# Has Rabo's Safety Rating been downgraded



## MB05 (2 Dec 2007)

I read in the latest You and Your Money magazine that Rabobank's Standard and Poor's rating is A- yet their website is still saying AAA and previous threads here also stated it was AAA rated.

Which rating is correct?


----------



## Brendan Burgess (2 Dec 2007)

I would think that Rabobank is more accurate than a magazine. 

It is a very safe bank and if there was any change to its credit rating, it would have got big publicity.

Brendan


----------



## ajapale (2 Dec 2007)

[broken link removed]


----------



## MB05 (2 Dec 2007)

I thought so myself but I would of expected more from Eddie Hobb's magazine.  People look to him for all things financial so if his mag says A- people will believe it.  I wouldn't say Rabo will be too happy about it.


----------



## z109 (2 Dec 2007)

Standandpoors European website
Rabobank USA Financial Corp.                  --/--/A-1+                  --/--/A-1+ 
Rabohypotheekbank N.V.                  AAA/Stable/--                  AAA/Stable/-- 

(It looks like the US arm of rabobank is rated A-1, but the Dutch arm, Rabobak NV under which the international operations including Rabobank.ie live are AAA?). 
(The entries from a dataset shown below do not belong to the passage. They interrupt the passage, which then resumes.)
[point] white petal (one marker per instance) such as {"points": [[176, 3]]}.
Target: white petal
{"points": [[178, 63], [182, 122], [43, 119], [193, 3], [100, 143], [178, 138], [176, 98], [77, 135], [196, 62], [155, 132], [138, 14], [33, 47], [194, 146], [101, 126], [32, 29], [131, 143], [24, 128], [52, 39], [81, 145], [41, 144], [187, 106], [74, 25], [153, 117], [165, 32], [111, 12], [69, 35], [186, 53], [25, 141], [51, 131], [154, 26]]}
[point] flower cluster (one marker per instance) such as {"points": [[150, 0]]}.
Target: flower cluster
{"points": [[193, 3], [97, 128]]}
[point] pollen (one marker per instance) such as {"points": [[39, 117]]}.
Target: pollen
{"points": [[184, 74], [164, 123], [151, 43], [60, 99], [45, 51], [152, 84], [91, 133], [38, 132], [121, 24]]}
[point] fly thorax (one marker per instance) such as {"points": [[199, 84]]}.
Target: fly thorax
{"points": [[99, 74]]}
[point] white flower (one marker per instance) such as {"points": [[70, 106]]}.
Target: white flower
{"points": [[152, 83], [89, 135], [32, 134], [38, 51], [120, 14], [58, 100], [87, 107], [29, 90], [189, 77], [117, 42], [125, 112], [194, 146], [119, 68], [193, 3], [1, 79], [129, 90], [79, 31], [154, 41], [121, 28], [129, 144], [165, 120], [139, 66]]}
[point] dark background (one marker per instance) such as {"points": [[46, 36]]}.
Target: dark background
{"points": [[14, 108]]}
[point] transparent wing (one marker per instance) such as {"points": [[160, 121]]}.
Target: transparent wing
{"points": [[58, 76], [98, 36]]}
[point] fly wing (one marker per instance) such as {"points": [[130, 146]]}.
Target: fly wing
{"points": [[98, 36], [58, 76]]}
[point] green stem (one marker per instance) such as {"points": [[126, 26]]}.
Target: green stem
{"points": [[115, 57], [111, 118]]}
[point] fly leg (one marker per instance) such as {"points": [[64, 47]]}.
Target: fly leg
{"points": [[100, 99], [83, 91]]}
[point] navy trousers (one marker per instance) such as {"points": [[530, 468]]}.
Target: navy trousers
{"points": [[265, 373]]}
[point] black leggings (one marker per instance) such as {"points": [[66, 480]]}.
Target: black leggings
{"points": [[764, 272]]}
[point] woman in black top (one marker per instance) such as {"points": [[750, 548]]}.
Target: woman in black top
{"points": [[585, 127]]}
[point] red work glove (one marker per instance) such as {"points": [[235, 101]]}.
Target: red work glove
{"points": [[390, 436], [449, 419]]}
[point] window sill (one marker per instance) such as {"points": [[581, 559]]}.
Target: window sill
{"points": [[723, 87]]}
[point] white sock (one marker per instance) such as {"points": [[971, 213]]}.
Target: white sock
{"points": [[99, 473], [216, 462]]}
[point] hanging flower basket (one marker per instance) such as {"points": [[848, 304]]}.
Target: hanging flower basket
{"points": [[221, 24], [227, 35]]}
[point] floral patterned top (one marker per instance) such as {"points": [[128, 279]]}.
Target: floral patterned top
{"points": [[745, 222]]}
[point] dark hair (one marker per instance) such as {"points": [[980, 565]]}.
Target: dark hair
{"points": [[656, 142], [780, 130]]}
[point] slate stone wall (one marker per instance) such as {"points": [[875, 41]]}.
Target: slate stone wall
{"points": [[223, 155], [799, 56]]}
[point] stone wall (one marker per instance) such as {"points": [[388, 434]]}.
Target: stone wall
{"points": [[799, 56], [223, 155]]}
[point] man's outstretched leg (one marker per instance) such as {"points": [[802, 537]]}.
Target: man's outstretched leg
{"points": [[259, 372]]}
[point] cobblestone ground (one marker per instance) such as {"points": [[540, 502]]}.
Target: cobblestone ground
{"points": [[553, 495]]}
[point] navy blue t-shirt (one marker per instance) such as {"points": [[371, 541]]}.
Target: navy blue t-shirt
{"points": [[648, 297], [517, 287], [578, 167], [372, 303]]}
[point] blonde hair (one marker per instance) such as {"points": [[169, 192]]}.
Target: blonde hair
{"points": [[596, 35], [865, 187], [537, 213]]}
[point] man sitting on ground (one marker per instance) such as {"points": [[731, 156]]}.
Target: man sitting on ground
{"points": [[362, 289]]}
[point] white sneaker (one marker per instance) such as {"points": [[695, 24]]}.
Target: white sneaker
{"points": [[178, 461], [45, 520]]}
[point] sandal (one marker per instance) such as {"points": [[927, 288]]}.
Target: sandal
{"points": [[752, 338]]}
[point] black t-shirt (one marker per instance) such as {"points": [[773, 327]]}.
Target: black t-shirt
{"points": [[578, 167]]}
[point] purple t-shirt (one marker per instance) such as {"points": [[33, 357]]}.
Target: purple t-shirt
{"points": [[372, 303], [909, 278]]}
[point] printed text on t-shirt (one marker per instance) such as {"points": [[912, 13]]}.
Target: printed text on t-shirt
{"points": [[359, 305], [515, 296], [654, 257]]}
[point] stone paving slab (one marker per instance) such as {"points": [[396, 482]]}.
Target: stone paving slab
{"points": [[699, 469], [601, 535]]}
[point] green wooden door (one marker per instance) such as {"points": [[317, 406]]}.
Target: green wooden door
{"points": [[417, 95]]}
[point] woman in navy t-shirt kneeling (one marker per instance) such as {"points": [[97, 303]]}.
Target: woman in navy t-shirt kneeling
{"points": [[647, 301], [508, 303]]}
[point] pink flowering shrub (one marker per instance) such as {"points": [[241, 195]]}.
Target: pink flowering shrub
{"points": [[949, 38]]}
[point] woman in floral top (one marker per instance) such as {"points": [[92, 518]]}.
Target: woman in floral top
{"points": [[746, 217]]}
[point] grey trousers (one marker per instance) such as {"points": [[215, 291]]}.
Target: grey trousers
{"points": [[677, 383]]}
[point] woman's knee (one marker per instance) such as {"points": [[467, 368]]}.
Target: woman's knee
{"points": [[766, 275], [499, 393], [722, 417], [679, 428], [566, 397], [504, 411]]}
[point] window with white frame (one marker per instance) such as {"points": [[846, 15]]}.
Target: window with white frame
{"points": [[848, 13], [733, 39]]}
Edit: it is not clear to me if Rabohypotheekbank is the main Dutch rabobank, or just the mortgage bank...
Edit again - just realised A-1 for Rabobank USA is actually the highest rating for foreign curency transactions!


----------



## z109 (2 Dec 2007)

Here's something that makes it a bit clearer: (?!)
S&P report on rabobank.co.nz
Mind you, it is dated Sep 2005.


----------



## RaboDirect (4 Dec 2007)

Rabobank continues to maintain its AAA ratings from Standard & Poor's, Moodys and the Dominion Bond Rating Service (DBRS). Please see this link from the Investor relations section of the Rabobank.com website for more information on our [broken link removed].

Moody's (since 1981), Standard and Poor's (since 1981) and DBRS (since 2001) all give Rabobank a Triple A credit rating, Global Finance currently ranks Rabobank 3rd in its survey of “the world’s safest banks,” and SAM (Sustainable Asset Management Group) gave Rabobank in 2005 the highest “sustainable cluster score” for banks in all categories: economic, environmental and social.

Rabobank is the only AAA rated deposit taker in Ireland. RaboDirect is part of Rabobank and therefore is AAA rated. 

RaboDirect


----------